3 Rs




Monday, February 7, 2011

Aircraft Lift - How Planes Really Fly

In Canada and the United States of America, books on how planes fly use Bernoulli's Theorm to explain lift. There is nothing wrong with Bernoulli's Theorm. It has been incorrectly applied to lift in most published books and flight manuals for the past 72 years.

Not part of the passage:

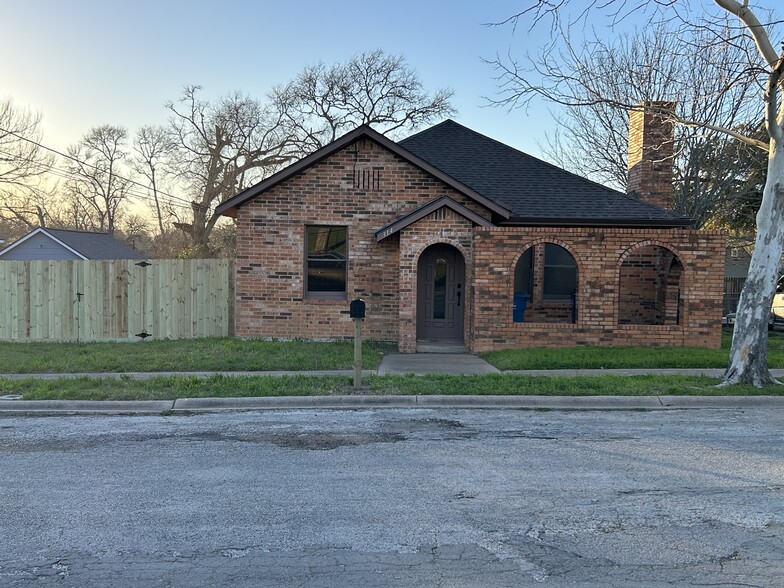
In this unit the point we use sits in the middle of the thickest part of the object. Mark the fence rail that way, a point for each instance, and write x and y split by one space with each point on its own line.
117 299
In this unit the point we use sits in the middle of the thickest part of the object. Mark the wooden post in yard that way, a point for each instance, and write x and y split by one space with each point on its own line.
356 311
357 353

The Province of Ontario, Canada has correctly removed any mention of Bernoulli from its Revised Science Curriculum on "Flight" for Grade 6, published in 2007. The revised curriculum was to be implemented in 2008 by all schools in the Province of Ontario.

Airflow over a wing

Air passing over a wing is broken down into streamlines. Streamline 1 sticks to the upper surface of the wing due to viscosity. Streamline 2 wants to go in a straight line (Newton’s 1st Law). As the streamlines separate, it creates a vacuum between the streamlines. This vacuum causes the pressure to drop. The lower pressure increases the speed of the streamline. Since streamlines communicate with each other, streamline 2 follows the curve of the upper wing and goes off the trailing edge. The same applies to streamlines 3, 4, and all subsequent streamlines. From the pilot’s perspective where the wing is still and the air is moving (and if he could see the streamlines) the streamlines go off the trailing edge of the wing = to the angle of attack of the wing. From a person’s perspective standing on the ground where the wing is moving and the air is originally still (assuming the person could see the air) the air is coming straight down. The acceleration of the air down by the wing is called “downwash.” Air goes straight down to produce a force straight up(Presto! Newton’s 3rd Law). This is really how planes fly.

The shape of the wing only contributes to the efficiency of lift, but even a flat board  will also create significant lift.